Puritan Cleaners, the Richmond region’s largest dry cleaning operator, is buying a smaller yet well-known competitor.
Puritan is acquiring HandCraft Cleaners’ retail operations and home delivery service. The Nichols family, which helped start HandCraft Cleaners in 1970, will keep its rapidly expanding laundry services business to hospitals and medical offices. The deal, announced Thursday, should be completed later this month. Terms were not disclosed.
“Volume is king and being a bigger powerhouse will get us a little synergy going forward,” said Gary Glover, owner of Puritan Cleaners and the third generation of his family to be in the dry cleaning business that started in 1937.
“We would love to have more volume,” he said. “We can add their customers easily. This is a great deal and is mutually beneficial for both of us.”
Puritan, which currently has 13 area locations, will take over the HandCraft Cleaners’ location at 5705 Patterson Ave. in Richmond’s West End. The HandCraft location at 2733 McRae Road in the Bon Air area of Chesterfield County eventually will close because Puritan has nearby locations.
Jay Nichols, president of HandCraft Cleaners, said he and his brothers — Keith and Jeff — have been downsizing the retail dry cleaning side of the family business for the past several years. At its peak in the 1980s, the company had 16 area locations.
Their father started a dry cleaning business in 1956 and then merged his business with HandCraft Cleaners in 1970.
“It was a hard thing to back away from,” Jay Nichols said about the family selling its retail business. “But it was the right time.
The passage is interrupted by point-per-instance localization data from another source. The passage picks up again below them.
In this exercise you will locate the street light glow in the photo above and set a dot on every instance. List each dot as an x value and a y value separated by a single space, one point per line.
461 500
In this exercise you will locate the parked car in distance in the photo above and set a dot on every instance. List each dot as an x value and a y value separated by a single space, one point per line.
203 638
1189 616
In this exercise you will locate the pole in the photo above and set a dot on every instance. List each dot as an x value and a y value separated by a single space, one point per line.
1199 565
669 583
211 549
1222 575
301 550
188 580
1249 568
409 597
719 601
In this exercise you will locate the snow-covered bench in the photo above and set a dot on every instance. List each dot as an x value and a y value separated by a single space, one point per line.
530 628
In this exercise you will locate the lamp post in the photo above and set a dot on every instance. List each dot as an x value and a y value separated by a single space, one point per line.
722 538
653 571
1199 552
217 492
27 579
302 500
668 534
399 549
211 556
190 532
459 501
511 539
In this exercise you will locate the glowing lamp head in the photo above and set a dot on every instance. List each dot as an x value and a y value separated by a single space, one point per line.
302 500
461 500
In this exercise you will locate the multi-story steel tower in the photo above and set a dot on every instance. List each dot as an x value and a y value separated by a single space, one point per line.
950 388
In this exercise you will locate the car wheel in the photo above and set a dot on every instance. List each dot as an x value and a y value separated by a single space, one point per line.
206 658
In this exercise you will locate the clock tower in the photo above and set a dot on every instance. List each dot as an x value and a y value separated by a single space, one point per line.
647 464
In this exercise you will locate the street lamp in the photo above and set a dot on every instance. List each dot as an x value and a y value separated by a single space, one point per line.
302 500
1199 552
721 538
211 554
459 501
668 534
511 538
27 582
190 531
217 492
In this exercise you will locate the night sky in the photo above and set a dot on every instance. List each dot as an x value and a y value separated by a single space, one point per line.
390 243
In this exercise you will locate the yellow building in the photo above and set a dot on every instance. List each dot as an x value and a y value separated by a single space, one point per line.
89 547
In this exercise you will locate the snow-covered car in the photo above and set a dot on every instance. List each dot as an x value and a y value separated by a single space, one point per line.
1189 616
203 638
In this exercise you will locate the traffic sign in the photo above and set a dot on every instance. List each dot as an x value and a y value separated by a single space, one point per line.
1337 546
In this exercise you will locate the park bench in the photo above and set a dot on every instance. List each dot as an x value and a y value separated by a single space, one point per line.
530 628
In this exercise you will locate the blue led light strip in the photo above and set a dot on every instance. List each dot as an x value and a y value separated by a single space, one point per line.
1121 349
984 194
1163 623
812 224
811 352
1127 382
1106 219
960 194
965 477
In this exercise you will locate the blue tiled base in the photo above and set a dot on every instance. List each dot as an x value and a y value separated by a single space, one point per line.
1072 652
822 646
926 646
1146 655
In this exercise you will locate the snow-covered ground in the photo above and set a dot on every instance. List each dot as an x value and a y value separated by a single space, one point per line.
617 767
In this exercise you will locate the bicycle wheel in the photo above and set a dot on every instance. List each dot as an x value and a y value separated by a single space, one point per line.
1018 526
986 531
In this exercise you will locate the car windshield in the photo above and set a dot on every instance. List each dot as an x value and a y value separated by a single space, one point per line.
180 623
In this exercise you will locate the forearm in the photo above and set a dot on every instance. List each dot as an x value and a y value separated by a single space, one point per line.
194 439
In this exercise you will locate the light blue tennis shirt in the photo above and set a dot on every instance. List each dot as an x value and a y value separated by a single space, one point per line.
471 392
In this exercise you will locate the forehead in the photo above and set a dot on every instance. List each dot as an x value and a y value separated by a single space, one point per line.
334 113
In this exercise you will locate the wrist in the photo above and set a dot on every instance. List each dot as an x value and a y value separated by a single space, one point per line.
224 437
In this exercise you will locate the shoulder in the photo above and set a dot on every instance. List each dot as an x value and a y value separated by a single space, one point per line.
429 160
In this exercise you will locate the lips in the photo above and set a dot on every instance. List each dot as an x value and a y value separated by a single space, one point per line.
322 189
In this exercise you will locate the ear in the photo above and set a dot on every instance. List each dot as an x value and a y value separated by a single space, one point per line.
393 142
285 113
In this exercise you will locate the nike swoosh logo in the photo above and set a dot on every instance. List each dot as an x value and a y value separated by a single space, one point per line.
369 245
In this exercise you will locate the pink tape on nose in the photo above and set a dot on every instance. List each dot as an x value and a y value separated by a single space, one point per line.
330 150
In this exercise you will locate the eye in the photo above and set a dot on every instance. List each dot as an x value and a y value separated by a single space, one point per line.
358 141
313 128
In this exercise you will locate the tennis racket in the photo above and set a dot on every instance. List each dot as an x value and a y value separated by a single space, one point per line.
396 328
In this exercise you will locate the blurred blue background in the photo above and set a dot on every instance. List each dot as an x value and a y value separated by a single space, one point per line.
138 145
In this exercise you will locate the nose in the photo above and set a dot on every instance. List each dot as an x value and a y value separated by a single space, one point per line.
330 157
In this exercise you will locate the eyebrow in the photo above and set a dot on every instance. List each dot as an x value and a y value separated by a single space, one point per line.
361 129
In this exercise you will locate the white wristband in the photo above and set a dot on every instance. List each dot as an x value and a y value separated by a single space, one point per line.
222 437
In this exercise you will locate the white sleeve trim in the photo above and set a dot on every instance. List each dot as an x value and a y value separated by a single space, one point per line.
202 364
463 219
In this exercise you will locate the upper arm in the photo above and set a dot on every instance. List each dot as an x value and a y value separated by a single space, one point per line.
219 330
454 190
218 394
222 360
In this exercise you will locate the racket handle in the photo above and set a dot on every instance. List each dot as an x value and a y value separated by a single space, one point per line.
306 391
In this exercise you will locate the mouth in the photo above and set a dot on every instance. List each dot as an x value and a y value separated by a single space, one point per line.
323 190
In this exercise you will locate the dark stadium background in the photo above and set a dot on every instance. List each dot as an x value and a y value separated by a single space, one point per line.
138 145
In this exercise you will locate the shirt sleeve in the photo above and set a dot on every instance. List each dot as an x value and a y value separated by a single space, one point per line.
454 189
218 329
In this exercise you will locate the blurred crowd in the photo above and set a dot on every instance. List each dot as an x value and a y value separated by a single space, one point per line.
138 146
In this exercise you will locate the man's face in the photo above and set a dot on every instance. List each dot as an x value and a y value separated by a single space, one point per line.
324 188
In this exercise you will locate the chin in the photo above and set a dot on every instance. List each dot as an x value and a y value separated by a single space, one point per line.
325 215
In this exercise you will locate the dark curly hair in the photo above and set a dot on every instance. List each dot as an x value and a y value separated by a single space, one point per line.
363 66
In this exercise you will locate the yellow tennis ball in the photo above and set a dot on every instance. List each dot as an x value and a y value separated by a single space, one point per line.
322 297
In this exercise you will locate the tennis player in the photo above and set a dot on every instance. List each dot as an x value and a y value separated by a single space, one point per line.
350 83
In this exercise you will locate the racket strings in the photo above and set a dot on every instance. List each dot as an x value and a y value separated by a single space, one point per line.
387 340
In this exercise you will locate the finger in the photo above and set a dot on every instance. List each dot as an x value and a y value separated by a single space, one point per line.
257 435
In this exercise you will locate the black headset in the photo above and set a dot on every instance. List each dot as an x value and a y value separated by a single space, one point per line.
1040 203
Dry cleaning is an industry that has gotten beaten up pretty hard in the last 30 years.”
HandCraft had approached Puritan’s owner a couple of times over the past several years about buying the business. “The time just never seemed right for us until now,” Glover said.
Another factor for the Nichols family to sell was that none of Jay Nichols’ children or his brothers’ children are interested in working in the retail business. “We certainly tried to get the kids interested in that business. We made the decision that if we didn’t have a Nichols running the thing, we were not going to go out and get an outsider.”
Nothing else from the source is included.